Once there, these unemployed people would deliver a simple demand: The government must act immediately to give them back employment. They could invoke quite a number of interesting historical precedents: the platform of the pre-Civil War Whig Party, whose leaders, including Henry Clay and young Abraham Lincoln, urged governmental “internal improvements” — public works such as canal- and road-building projects — to give work to the jobless during a ruinous depression that followed a financial panic in 1837.
They would naturally invoke the great precedent of the New Deal’s Works Progress Administration, an agency that under the leadership of Harry Hopkins created jobs for the jobless almost overnight, thus providing some desperate and innocent people with a way to save their families and homes.
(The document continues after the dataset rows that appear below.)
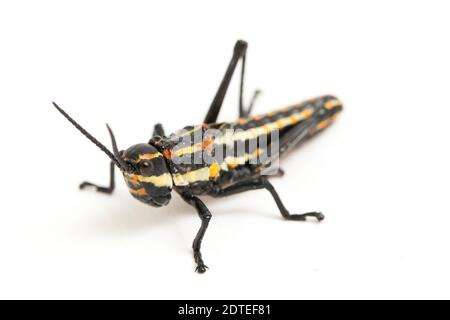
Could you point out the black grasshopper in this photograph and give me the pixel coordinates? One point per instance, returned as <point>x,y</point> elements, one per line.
<point>189,162</point>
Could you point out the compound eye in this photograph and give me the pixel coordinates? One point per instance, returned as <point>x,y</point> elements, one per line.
<point>147,167</point>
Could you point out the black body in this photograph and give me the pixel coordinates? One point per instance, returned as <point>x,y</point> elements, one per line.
<point>217,159</point>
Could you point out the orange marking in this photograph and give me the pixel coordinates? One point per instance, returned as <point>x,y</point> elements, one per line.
<point>307,113</point>
<point>148,156</point>
<point>167,154</point>
<point>207,142</point>
<point>139,192</point>
<point>133,179</point>
<point>214,170</point>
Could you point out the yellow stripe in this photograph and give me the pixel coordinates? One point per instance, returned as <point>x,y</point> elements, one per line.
<point>265,129</point>
<point>191,177</point>
<point>202,174</point>
<point>332,104</point>
<point>164,180</point>
<point>148,156</point>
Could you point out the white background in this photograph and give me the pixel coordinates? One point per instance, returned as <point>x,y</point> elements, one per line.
<point>380,173</point>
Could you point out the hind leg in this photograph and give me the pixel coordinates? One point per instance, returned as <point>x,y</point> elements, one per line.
<point>263,183</point>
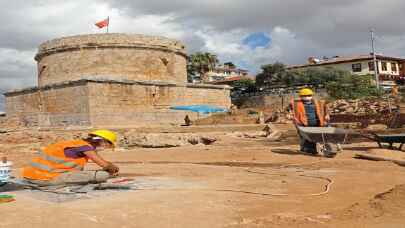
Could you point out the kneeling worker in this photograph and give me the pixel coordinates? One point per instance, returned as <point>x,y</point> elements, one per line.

To be sure, the left has tried to address economics: It has protested repeatedly on the issues of out-sourcing, deregulation of the financial sector, and so on. But in the midst of the worst economic contraction since the 1930s, it has somehow allowed the extremists of the right to run roughshod over them.
That needs to change. Even many sincere and committed centrists admit that there are times when a disproportionate influence in one direction will require some vigorous counter-pressure if a wholesome balance is to reign.
A march of the unemployed might be the way to do it. And there’s historical precedent for this idea, too — not only in the still-remembered marches on the nation’s capital that occurred in the 1960s, but also in the largely forgotten marches of the unemployed that occurred both in 1894 and (more consequentially) 1932.
The preparations would have to start soon if such an exercise in grass-roots activism is to stand a real chance of affecting our political balance of power next year. Is the left prepared to rise to the occasion?